TPMS is required on all light-duty vehicles made after the 2007 model year and must monitor the pressure on four driving wheels. The system must detect and alert the driver when pressure falls to 25% less than the manufacturer-recommended pressure, although carmakers are allowed to set their sensor if pressure drops less than the 25%. Plus, the system must warn the driver if there is a system malfunction. Finally, the system must illuminate the visual indicator to act as a “bulb check.”
How a TPMS sensor works
Most of the time, the TPMS sensor is in sleep mode. If the vehicle isn’t moving, the transmitter sends a signal once each hour. It wakes up when the vehicle is in motion and sensor a brief report to the TPMS receiver every 30 to 60 seconds once the vehicle reaches 15-20 MPH.
Why TPMS is required
Low tire pressure increases rolling resistance which decreases fuel mileage. Worse yet, low tire pressure causes excessive tread and sidewall flex which increases heat buildup. Heat buildup dramatically reduces the life of the rubber and internal belts and can cause premature and sudden tire failure. Studies show that nearly 250,000 accidents every year are caused by underinflated tires and that 75% of all roadside flats are preceded by a slow leak and under-inflation.

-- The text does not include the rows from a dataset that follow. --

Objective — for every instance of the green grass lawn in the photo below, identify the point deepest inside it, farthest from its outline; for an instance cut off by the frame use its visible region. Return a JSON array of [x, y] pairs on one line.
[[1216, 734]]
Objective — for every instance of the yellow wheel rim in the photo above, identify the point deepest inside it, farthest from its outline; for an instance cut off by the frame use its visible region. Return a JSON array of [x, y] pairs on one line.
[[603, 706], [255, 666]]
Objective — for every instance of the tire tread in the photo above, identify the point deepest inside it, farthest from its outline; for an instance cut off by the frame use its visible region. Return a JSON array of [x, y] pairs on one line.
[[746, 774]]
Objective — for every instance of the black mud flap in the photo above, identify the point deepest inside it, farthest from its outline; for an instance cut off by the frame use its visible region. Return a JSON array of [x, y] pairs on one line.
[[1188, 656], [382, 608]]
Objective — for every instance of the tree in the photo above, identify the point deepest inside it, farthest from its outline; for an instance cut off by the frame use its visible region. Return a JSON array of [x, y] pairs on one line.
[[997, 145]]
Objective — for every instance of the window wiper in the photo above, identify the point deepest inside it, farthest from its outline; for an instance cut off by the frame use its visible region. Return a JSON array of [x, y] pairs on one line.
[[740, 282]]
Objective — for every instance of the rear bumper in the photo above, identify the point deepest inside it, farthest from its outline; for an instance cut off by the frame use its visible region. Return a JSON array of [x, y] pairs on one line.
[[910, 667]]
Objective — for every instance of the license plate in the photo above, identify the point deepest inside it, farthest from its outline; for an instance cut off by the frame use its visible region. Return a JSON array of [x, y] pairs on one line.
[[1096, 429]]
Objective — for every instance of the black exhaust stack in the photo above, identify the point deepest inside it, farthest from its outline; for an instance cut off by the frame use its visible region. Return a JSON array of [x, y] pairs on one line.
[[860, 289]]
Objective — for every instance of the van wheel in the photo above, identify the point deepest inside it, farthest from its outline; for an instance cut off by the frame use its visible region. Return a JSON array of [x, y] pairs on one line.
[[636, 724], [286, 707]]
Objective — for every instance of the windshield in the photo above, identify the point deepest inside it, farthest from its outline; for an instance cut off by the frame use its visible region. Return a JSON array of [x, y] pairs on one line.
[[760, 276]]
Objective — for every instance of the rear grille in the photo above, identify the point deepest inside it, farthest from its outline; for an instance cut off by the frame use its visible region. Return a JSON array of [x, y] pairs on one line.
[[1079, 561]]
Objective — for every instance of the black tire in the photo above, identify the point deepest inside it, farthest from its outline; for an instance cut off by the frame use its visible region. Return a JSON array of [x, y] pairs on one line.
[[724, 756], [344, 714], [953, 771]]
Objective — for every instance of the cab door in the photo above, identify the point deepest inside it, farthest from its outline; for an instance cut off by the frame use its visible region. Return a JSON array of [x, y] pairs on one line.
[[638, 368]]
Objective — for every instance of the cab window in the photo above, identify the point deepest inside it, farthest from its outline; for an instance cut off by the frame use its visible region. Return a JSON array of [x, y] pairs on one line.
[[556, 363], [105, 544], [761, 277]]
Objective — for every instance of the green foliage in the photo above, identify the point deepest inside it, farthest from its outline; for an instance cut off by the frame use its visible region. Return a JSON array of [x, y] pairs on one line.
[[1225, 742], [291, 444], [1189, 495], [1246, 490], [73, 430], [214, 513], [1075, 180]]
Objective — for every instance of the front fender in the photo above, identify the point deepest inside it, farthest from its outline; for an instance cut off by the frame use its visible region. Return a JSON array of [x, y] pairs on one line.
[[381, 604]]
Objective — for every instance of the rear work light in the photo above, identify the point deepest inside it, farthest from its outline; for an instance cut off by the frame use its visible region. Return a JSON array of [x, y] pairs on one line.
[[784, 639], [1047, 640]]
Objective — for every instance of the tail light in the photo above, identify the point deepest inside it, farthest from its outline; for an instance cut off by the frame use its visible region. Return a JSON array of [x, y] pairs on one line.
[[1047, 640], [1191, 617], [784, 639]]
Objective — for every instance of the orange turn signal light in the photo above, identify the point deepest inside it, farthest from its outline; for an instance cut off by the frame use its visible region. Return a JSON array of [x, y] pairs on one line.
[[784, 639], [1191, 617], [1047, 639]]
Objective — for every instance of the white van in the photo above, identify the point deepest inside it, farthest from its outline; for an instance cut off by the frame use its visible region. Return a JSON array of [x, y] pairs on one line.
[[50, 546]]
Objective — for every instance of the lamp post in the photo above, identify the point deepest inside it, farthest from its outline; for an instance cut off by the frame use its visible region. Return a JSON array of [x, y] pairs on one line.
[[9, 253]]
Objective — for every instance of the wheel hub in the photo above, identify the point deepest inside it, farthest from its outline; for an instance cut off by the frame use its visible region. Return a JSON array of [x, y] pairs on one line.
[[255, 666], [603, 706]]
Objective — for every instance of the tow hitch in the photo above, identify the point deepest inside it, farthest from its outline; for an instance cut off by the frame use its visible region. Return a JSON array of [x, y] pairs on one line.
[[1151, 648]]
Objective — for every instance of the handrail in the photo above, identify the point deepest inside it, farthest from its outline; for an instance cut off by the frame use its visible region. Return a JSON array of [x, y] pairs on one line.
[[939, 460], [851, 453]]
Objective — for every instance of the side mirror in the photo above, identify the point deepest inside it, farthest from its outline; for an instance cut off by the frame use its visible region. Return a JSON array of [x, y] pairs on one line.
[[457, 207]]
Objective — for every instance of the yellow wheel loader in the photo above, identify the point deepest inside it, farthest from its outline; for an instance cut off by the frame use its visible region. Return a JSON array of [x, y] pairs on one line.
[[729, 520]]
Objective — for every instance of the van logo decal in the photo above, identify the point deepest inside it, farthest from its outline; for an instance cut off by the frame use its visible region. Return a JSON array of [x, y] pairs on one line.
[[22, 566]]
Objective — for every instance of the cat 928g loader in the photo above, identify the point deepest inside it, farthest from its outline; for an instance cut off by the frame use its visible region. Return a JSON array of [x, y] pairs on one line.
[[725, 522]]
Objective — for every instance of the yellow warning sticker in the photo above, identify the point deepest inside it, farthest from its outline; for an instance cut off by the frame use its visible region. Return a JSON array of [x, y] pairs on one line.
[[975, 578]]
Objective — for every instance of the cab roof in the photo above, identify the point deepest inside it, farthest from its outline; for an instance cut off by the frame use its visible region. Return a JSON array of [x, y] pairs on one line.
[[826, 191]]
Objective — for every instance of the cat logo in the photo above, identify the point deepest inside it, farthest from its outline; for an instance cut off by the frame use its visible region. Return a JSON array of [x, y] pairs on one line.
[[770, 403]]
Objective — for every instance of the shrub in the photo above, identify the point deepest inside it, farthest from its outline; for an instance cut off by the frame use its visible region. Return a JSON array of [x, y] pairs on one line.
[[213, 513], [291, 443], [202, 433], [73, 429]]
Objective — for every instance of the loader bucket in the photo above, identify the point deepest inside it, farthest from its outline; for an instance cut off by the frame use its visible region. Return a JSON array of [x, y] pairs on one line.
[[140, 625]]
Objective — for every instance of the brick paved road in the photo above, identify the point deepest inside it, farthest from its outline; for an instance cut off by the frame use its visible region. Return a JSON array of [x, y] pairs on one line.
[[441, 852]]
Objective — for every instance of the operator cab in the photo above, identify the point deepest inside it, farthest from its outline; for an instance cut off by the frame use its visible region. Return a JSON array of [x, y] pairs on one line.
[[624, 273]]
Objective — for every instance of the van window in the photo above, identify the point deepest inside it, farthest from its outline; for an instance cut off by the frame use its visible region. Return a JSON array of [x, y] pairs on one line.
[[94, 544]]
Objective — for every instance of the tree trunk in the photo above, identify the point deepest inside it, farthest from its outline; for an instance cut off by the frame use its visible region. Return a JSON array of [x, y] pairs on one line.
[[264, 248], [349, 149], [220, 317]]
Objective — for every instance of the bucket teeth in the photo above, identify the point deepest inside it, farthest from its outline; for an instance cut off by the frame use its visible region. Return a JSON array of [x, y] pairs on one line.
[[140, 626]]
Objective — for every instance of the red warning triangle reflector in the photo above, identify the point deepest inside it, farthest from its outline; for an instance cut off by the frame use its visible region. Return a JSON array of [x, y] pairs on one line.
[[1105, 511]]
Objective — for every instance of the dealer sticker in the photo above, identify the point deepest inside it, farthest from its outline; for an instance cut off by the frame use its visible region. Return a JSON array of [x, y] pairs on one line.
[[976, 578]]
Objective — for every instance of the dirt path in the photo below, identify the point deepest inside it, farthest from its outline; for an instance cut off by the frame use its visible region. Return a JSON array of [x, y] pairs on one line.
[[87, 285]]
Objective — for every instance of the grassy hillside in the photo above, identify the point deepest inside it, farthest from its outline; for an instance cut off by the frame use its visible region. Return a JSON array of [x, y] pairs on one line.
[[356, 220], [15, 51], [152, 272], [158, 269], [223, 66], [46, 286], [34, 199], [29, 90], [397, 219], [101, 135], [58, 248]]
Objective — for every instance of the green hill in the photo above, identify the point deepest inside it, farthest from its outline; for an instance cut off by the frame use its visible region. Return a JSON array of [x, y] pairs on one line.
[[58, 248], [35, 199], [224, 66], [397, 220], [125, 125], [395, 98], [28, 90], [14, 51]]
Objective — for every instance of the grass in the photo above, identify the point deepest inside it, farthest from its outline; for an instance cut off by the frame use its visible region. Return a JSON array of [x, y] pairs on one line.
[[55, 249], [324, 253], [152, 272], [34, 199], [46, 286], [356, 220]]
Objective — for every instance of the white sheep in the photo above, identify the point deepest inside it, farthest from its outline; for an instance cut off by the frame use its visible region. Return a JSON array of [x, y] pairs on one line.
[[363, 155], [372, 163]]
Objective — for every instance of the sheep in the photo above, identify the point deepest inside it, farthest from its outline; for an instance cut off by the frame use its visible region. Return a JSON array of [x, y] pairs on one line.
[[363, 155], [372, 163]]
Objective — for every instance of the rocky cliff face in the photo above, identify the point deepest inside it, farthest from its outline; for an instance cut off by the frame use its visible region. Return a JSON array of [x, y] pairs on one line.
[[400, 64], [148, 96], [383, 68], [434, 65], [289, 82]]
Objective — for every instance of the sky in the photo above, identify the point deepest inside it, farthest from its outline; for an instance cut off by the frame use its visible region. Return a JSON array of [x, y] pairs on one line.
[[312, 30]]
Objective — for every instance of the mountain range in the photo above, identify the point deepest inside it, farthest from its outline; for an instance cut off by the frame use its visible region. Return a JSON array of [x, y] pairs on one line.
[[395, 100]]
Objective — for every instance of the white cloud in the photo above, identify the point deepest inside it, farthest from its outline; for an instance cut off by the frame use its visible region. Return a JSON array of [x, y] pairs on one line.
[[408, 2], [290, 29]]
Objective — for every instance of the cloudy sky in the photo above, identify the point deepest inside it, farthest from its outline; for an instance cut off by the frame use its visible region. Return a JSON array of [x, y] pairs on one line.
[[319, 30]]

How to reset a TPMS sensor
If a tire is low and you’ve received a dashboard notice, simply fill the tire with air and drive the vehicle. After a while, the sensor should report to the receiver and the warning light should go out. If it doesn’t refer to your owner’s manual for instructions on how to perform a manual reset.
Be aware that some carmakers install TPMS sensors on the spare tire. So, if you’ve filled your four driving tires and still have a TPMS light on, double-check the pressure in the spare tire before assuming you’ve got a problem.
The most common problem with TPMS light on condition is a change in ambient temperature. Tires must be checked and filled when the tire is cold. If you drive the vehicle and fill the tires when they’re warm, the pressure will drop as the tire cools and that can cause a TPMS light on condition. Generally, you’ll see a 1-psi drop in tire pressure for every 10° F drop in ambient temperature. So you’ll see the TPMS light come on more in late Fall as the outside temperatures drop and internal tire pressure drops along with the outside temperature.
Other things to know about TPMS sensors
On some vehicles, the metal valve stem cap is part of the radio antenna. If you lose the cap, the TPMS sensor may lose contact with the receiver.
Early sensors were made with different metals, which was a huge mistake on the part of the carmakers. As a result, galvanic corrosion can set it and eat away at the metal portions of the valve stem. If you try to remove the metal cap, you can actually break off the valve stem. That’s why many shop warn you they won’t be responsible for broken TPMS sensors.
Battery life is 7-10 years and the battery is not replaceable. When the battery fails, you must replace the entire TPMS sensor.
You do not need to go to the dealer for a new TPMS sensor. Any tire shop can replace and program a TPMS sensor for far less than a dealer.
Shops are prohibited by law from disabling a TPMS system. Don’t ask them to disable your TPMS system.